Im Amt Pinnau kann laut Amtsleiter Detlev Brüggemann auch aktuell von Zuhause aus gearbeitet werden. Momentan gebe es die Möglichkeit, bis zu zwei Tage die Woche nicht im Büro zu sein. Im Amt sind 50 Menschen beschäftigt. Zurzeit würden etwa zehn Prozent von Zuhause aus arbeiten. Während Corona hätte die Quote bei 30 Prozent gelegen und es wäre auch möglich gewesen, bis zu fünf Tage die Woche Homeoffice zu nutzen.

Vor Corona seien es drei Mitarbeiter gewesen, die ihren Job teilweise aus den eigenen vier Wänden erledigt hätten. „Von Zuhause aus arbeiten kann man hier zum Beispiel besonders gut im Finanzamt. Im Bau und Ordnungsamt ist Homeoffice schwieriger. Dort kommen Bürger hin. Aus diesem Grund nehmen wir das dort mit der Arbeit in Präsenz genauer“, sagt Brüggemann.

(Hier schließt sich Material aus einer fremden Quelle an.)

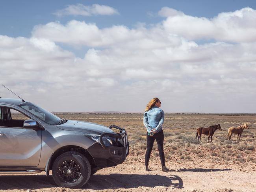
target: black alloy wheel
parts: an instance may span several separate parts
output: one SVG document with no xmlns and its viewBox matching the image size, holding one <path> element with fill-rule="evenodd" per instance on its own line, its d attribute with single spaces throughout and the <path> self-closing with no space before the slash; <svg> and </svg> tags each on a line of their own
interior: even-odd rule
<svg viewBox="0 0 256 192">
<path fill-rule="evenodd" d="M 69 160 L 63 161 L 59 167 L 60 179 L 63 182 L 74 183 L 81 177 L 80 165 L 74 160 Z"/>
<path fill-rule="evenodd" d="M 60 186 L 78 188 L 85 185 L 91 174 L 86 157 L 76 151 L 68 151 L 57 157 L 52 166 L 52 176 Z"/>
</svg>

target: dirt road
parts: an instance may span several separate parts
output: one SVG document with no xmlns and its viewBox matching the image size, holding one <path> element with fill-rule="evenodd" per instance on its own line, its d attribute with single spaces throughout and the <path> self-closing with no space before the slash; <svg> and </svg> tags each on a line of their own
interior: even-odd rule
<svg viewBox="0 0 256 192">
<path fill-rule="evenodd" d="M 171 165 L 169 165 L 169 166 Z M 175 167 L 173 166 L 176 168 Z M 163 173 L 159 166 L 146 172 L 140 165 L 120 165 L 92 176 L 82 189 L 58 187 L 51 176 L 0 175 L 0 190 L 7 192 L 256 191 L 256 171 L 229 168 L 182 169 Z"/>
</svg>

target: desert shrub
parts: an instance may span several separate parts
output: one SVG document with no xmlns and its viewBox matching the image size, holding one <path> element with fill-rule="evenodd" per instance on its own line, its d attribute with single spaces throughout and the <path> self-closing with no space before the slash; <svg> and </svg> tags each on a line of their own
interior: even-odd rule
<svg viewBox="0 0 256 192">
<path fill-rule="evenodd" d="M 141 155 L 142 154 L 142 151 L 140 150 L 136 150 L 134 152 L 134 153 L 137 155 Z"/>
<path fill-rule="evenodd" d="M 136 138 L 135 139 L 136 139 Z M 145 138 L 141 136 L 141 135 L 139 135 L 137 137 L 137 140 L 138 141 L 143 141 L 143 140 L 145 140 Z"/>
<path fill-rule="evenodd" d="M 237 148 L 237 149 L 240 151 L 244 151 L 246 149 L 247 149 L 247 146 L 245 144 L 241 144 Z"/>
<path fill-rule="evenodd" d="M 226 161 L 229 161 L 230 160 L 230 157 L 227 154 L 225 153 L 223 153 L 221 155 L 220 157 Z"/>
<path fill-rule="evenodd" d="M 245 150 L 244 152 L 245 152 L 245 153 L 246 154 L 250 154 L 251 153 L 251 151 L 249 150 Z"/>
<path fill-rule="evenodd" d="M 216 149 L 216 146 L 213 144 L 207 146 L 207 147 L 211 150 Z"/>
<path fill-rule="evenodd" d="M 168 137 L 167 138 L 165 138 L 165 141 L 166 141 L 169 143 L 172 143 L 174 141 L 173 138 L 172 138 L 171 137 Z"/>
<path fill-rule="evenodd" d="M 211 162 L 213 163 L 217 163 L 221 161 L 221 159 L 219 157 L 213 157 L 211 159 Z"/>
<path fill-rule="evenodd" d="M 217 157 L 219 156 L 219 155 L 218 155 L 218 154 L 217 153 L 215 152 L 213 152 L 213 153 L 211 153 L 211 155 L 213 156 Z"/>
<path fill-rule="evenodd" d="M 182 135 L 178 135 L 176 137 L 176 139 L 181 139 L 183 138 L 183 136 Z"/>
<path fill-rule="evenodd" d="M 231 145 L 229 145 L 229 144 L 225 146 L 225 148 L 231 148 L 232 147 L 232 146 L 231 146 Z"/>
<path fill-rule="evenodd" d="M 249 145 L 247 147 L 247 149 L 250 151 L 253 151 L 254 149 L 254 146 L 252 145 Z"/>
<path fill-rule="evenodd" d="M 218 137 L 218 138 L 219 139 L 219 140 L 221 142 L 224 142 L 226 140 L 226 138 L 225 138 L 225 137 Z"/>
<path fill-rule="evenodd" d="M 247 157 L 246 158 L 246 161 L 254 161 L 254 158 L 252 157 Z"/>
<path fill-rule="evenodd" d="M 202 151 L 198 150 L 191 150 L 190 151 L 193 153 L 199 154 L 202 152 Z"/>
<path fill-rule="evenodd" d="M 226 140 L 224 142 L 226 144 L 232 144 L 232 141 L 230 140 Z"/>
<path fill-rule="evenodd" d="M 165 132 L 164 135 L 165 137 L 172 136 L 173 135 L 173 133 L 171 133 Z"/>
<path fill-rule="evenodd" d="M 180 141 L 178 143 L 179 146 L 184 146 L 184 143 L 182 141 Z"/>
<path fill-rule="evenodd" d="M 166 153 L 167 154 L 169 155 L 173 155 L 174 154 L 175 151 L 173 150 L 170 150 L 167 153 Z"/>
<path fill-rule="evenodd" d="M 177 146 L 173 146 L 171 147 L 171 148 L 172 149 L 173 149 L 173 150 L 176 150 L 177 149 Z"/>
<path fill-rule="evenodd" d="M 239 158 L 237 158 L 237 161 L 238 161 L 239 162 L 240 162 L 241 163 L 242 163 L 243 162 L 244 162 L 245 161 L 245 159 L 243 157 L 240 157 Z"/>
<path fill-rule="evenodd" d="M 197 139 L 193 137 L 190 136 L 183 137 L 182 140 L 185 143 L 188 143 L 190 144 L 197 144 L 200 143 Z"/>
<path fill-rule="evenodd" d="M 180 159 L 186 159 L 186 160 L 188 160 L 188 159 L 190 159 L 190 157 L 189 157 L 189 155 L 181 155 L 180 156 Z"/>
<path fill-rule="evenodd" d="M 196 155 L 196 156 L 198 157 L 204 157 L 205 155 L 204 153 L 200 153 L 197 154 L 197 155 Z"/>
</svg>

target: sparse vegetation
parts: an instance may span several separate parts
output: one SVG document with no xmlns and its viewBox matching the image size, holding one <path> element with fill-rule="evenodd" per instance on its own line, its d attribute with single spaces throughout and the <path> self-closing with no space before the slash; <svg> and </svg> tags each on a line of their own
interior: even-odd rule
<svg viewBox="0 0 256 192">
<path fill-rule="evenodd" d="M 124 128 L 128 133 L 130 151 L 128 161 L 124 163 L 135 162 L 143 164 L 147 149 L 147 130 L 143 125 L 143 114 L 81 113 L 60 114 L 57 116 L 65 119 L 93 122 L 108 127 L 115 124 Z M 166 114 L 165 117 L 164 143 L 167 163 L 175 164 L 182 161 L 184 166 L 202 162 L 212 166 L 222 163 L 232 168 L 237 164 L 240 167 L 245 166 L 245 163 L 248 164 L 247 167 L 254 167 L 256 165 L 256 137 L 254 137 L 256 129 L 254 128 L 253 125 L 256 124 L 255 116 L 237 114 Z M 225 123 L 222 123 L 224 122 Z M 233 135 L 232 140 L 228 140 L 226 137 L 228 128 L 237 126 L 244 122 L 250 122 L 252 126 L 250 129 L 244 131 L 241 140 L 237 140 L 236 135 Z M 207 142 L 208 137 L 205 135 L 202 135 L 201 142 L 197 141 L 195 138 L 197 128 L 218 123 L 221 124 L 223 131 L 217 130 L 215 132 L 212 143 Z M 154 161 L 159 163 L 156 142 L 152 155 L 155 158 L 150 158 L 150 162 Z"/>
</svg>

Tornescher Verwaltung zieht Schichtmodelle dem Homeoffice vor

Ein weiterer Punkt sei die Papierarbeit. „Die Verwaltung ist gerade ungefähr zu 50 Prozent Digital und zu 50 Prozent in Papier. Das soll sich aber immer weiter zum Digitalen hin entwickeln. Wenn man Zuhause arbeitet, aber etwas in Papier im Amt abgelegt werden muss, muss man das Dokument später im Amt ausdrucken.“ Eine Maskenpflicht bestehe im Amt nicht. Brüggemann: „Die Mitarbeiter im Amt Pinnau tragen derzeit keine Maske, könnten das aber selbstverständlich freiwillig zum Selbstschutz tun.“

In Tornesch waren laut Sprecherin Julia Prozies während der Corona-Pandemie lediglich 14 von 171 Mitarbeitern im Homeoffice tätig. Die Verwaltung habe Wechsel-Schichtmodelle vorgezogen und nur vereinzelte Mitarbeiter ins Homeoffice versetzt. Es bestand auch die Möglichkeit, erweiterte und flexiblere Arbeitszeiten zu bekommen. Homeoffice sei laut der Sprecherin langfristig der Verwaltungsarbeit nicht angemessen, da die Stadtverwaltung stark mit Akten arbeitet und nur wenig digitalisiert sei.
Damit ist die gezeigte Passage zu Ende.